Perhaps it would be wiser to lenthen the time requirement to 150 hours over a three or four year period since not every one will be similarly situated- particularly if they don't end up in big firms .
— David Sizemore
2. April 23, 2013 07:31 PM
How is this not involuntary servitude and/or a violation of minimum wage laws? In addition is will create vast opportunities for fraud in the performance of. Your pro bono work for the Nazi party couldn't be constitutionally forbidden if asked for by the group. It is always the politically powerless [here law students] that have onerous burdens placed on them by the powerful. Coercing 'ethical' behavior seems ethically unsound. This is a failure of the state to protect the poor from the ravages of the legal system. Compelling law students make up for governance failure is a sign of failure of the the legislature. Make the legislature's members do the work. they can solve the problem of their creation. make the judges do the work, they can solve the problem.
3. April 23, 2013 06:40 AM
What a crock! I'm not a lawyer but I am offended by this.
— Kaye Wolf
4. April 22, 2013 12:33 PM
What an absolute crock. Forcing law students to do charity work in areas they have no intention of practicing in so the profession's Brahmins can have bragging rights at wine and cheese parties. As for the idea of expanding such a requirement to already practicing attorneys, as espoused by penny0314 - I didn't go into law to be forced to perform charity in practice areas I neither practice in nor have any desire to become involved in - and the overwhelming areas of pro-bono work are family law, charity divorces, immigration and criminal misdemeanors. Pro bono for some is involuntary servitude for others - and spare me the feel-good doggerel about an ethical obligation. Neither the profession nor that class of people put me through law school - I did it by myself before law school with several years of military service during that little war in Southeast Asia several decades ago. I owe nothing - especially since the self-annointed gate keepers in our profession denied me the opportunity to practice in the area I wanted to because the name on my law school diploma wasn't prestigious enough. Make the silk-stocking Big Law partners do charity divorces - they owe the profession.

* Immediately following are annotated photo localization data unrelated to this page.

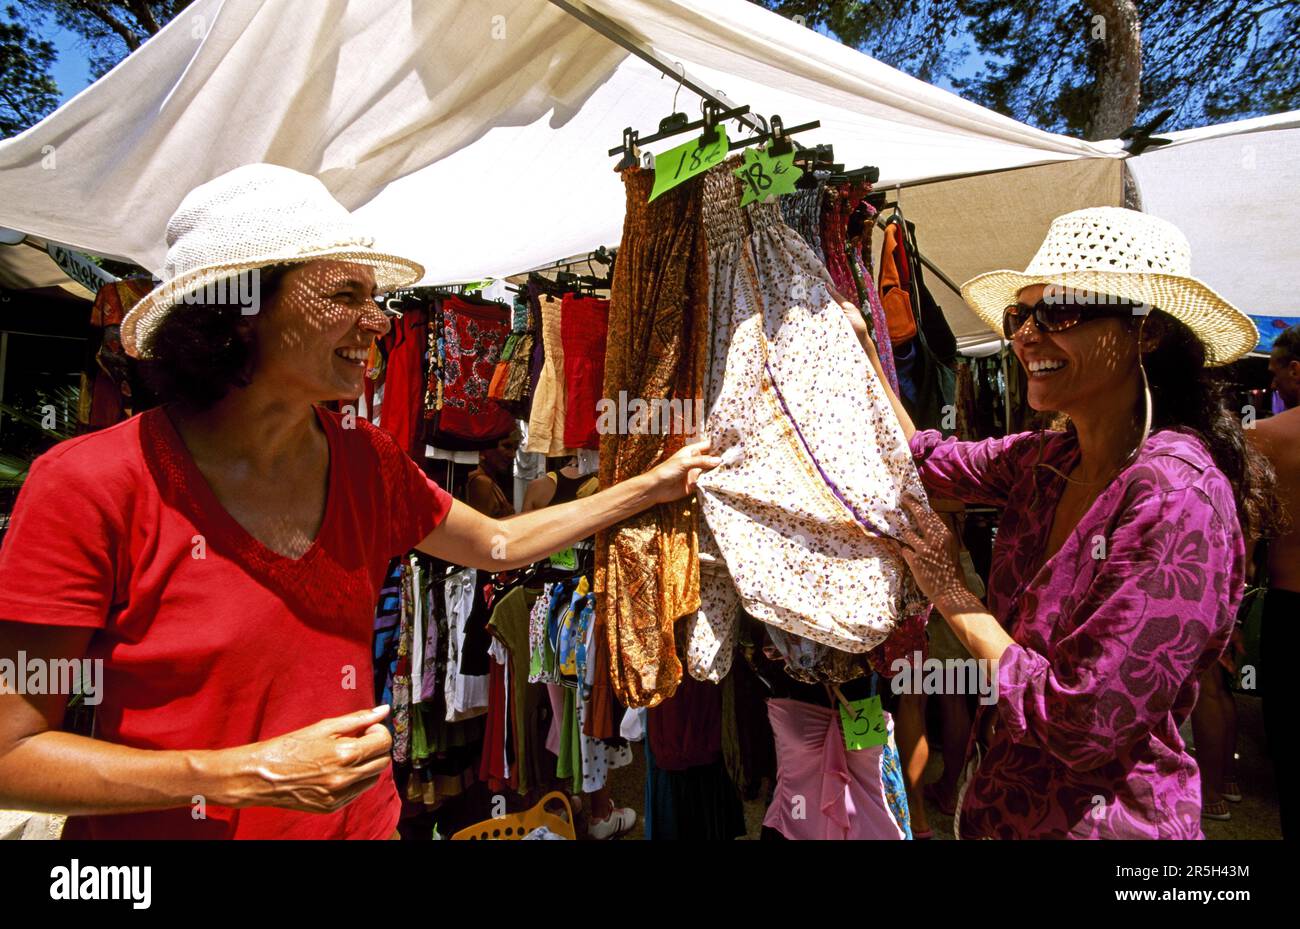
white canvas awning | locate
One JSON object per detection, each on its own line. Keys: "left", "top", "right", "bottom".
{"left": 0, "top": 0, "right": 1120, "bottom": 289}
{"left": 1126, "top": 111, "right": 1300, "bottom": 326}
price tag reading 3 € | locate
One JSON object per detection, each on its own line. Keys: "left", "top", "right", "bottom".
{"left": 839, "top": 695, "right": 888, "bottom": 751}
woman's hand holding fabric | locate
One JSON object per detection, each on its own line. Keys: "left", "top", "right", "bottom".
{"left": 895, "top": 497, "right": 971, "bottom": 609}
{"left": 644, "top": 439, "right": 722, "bottom": 505}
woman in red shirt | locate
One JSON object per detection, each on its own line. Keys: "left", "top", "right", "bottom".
{"left": 0, "top": 165, "right": 716, "bottom": 839}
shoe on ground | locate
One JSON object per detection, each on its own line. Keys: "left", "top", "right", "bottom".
{"left": 1202, "top": 800, "right": 1231, "bottom": 821}
{"left": 588, "top": 806, "right": 635, "bottom": 839}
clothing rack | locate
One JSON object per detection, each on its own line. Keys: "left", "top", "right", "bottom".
{"left": 523, "top": 248, "right": 618, "bottom": 278}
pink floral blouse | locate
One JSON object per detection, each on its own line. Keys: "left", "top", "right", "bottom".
{"left": 910, "top": 427, "right": 1244, "bottom": 839}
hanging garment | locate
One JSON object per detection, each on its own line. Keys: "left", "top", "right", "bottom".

5. April 22, 2013 12:26 PM
*Edited: So $150,000 worth of debt acquired and now you must work for free for at least 50 hours. I thought indentured servitude would be looked down upon by the legal profession, clearly I am wrong.

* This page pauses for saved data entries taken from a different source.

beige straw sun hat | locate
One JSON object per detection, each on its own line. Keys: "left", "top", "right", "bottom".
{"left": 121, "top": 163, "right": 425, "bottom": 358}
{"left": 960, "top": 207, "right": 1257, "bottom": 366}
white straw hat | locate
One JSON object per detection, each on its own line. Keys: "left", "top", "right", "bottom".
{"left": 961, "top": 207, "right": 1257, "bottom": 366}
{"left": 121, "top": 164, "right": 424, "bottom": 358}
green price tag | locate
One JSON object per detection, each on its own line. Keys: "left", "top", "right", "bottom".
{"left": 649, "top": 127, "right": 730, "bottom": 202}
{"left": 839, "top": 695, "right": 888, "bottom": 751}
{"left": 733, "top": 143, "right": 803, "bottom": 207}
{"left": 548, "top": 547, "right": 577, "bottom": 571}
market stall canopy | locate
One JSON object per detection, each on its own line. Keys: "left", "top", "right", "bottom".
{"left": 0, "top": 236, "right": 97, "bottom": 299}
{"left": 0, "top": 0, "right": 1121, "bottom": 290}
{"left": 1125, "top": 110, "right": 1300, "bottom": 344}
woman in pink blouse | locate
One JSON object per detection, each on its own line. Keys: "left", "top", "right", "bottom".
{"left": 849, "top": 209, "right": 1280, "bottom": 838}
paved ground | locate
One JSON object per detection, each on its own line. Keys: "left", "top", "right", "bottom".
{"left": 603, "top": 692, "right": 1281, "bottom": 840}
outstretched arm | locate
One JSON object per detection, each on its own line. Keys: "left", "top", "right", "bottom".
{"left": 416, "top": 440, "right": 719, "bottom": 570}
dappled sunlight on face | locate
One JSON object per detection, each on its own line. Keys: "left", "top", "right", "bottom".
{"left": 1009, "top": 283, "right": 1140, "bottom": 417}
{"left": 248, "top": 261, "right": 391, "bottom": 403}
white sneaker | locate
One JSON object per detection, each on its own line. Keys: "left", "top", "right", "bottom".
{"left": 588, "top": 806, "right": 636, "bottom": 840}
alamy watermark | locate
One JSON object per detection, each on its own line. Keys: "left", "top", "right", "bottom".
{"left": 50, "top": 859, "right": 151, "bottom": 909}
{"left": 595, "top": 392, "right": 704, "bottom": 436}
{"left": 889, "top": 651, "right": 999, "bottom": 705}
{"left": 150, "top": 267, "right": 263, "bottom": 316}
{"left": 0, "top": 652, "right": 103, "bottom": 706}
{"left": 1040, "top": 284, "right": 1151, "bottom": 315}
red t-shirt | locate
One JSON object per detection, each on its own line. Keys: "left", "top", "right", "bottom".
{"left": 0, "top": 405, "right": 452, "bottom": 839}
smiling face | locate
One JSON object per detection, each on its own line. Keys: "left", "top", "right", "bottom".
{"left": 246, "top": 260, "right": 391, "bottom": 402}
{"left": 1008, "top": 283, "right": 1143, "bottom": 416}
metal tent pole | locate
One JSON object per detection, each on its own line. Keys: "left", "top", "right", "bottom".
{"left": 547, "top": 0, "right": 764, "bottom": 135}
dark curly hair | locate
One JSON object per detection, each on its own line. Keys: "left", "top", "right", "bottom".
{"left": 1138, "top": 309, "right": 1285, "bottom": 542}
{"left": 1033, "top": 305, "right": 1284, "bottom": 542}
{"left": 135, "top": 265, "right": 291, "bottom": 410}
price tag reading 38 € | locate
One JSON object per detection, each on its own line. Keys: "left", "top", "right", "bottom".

Maybe in a few years when there is still an access to justice issue they will multiple it by 5 again, 250 hours of pro bono. Then 5 years after that 1250 hours. The problem isn't the hours of pro bono work being done, its that lawyers charge too much.

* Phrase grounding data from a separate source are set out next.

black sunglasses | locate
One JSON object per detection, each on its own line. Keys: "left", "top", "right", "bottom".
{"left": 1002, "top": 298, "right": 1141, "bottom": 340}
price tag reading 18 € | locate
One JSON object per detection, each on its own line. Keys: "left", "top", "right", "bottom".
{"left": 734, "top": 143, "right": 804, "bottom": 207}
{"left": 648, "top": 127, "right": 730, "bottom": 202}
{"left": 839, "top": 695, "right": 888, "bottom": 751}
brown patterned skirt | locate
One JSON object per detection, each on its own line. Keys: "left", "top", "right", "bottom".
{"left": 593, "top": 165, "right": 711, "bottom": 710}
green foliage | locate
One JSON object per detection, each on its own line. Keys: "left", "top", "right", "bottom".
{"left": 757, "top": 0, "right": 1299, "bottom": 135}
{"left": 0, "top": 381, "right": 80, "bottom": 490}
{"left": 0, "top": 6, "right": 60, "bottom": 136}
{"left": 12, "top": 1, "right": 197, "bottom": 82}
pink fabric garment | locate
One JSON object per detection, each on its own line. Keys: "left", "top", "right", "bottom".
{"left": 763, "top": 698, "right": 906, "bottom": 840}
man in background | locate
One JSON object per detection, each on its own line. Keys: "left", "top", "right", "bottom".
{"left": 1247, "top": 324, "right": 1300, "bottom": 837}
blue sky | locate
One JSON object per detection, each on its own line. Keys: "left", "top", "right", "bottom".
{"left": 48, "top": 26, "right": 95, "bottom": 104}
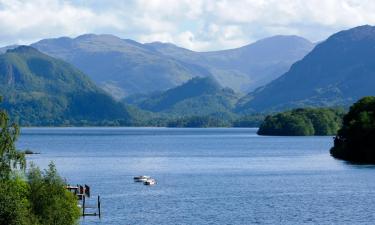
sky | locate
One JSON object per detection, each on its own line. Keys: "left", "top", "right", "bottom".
{"left": 0, "top": 0, "right": 375, "bottom": 51}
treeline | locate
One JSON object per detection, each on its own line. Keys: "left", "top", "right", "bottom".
{"left": 131, "top": 113, "right": 265, "bottom": 128}
{"left": 166, "top": 116, "right": 231, "bottom": 127}
{"left": 3, "top": 96, "right": 133, "bottom": 127}
{"left": 4, "top": 101, "right": 264, "bottom": 128}
{"left": 0, "top": 98, "right": 80, "bottom": 225}
{"left": 258, "top": 108, "right": 345, "bottom": 136}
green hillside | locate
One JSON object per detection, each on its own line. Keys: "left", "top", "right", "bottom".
{"left": 238, "top": 25, "right": 375, "bottom": 113}
{"left": 0, "top": 46, "right": 133, "bottom": 126}
{"left": 125, "top": 76, "right": 240, "bottom": 117}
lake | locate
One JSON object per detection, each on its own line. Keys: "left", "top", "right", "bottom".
{"left": 17, "top": 127, "right": 375, "bottom": 225}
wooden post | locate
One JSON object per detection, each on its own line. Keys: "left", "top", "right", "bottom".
{"left": 85, "top": 184, "right": 90, "bottom": 197}
{"left": 98, "top": 195, "right": 101, "bottom": 218}
{"left": 82, "top": 195, "right": 86, "bottom": 216}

If lawyers lowered their prices significantly and advertised this price lowering there wouldn't be an access to justice issue. The lawyers business wouldn't suffer either because the volume increase would make up for the decrease in prices, dependent of course on effective management as well.
The only real benefit this might bring is that Law School will seek to increase/expand the externship progams they offer.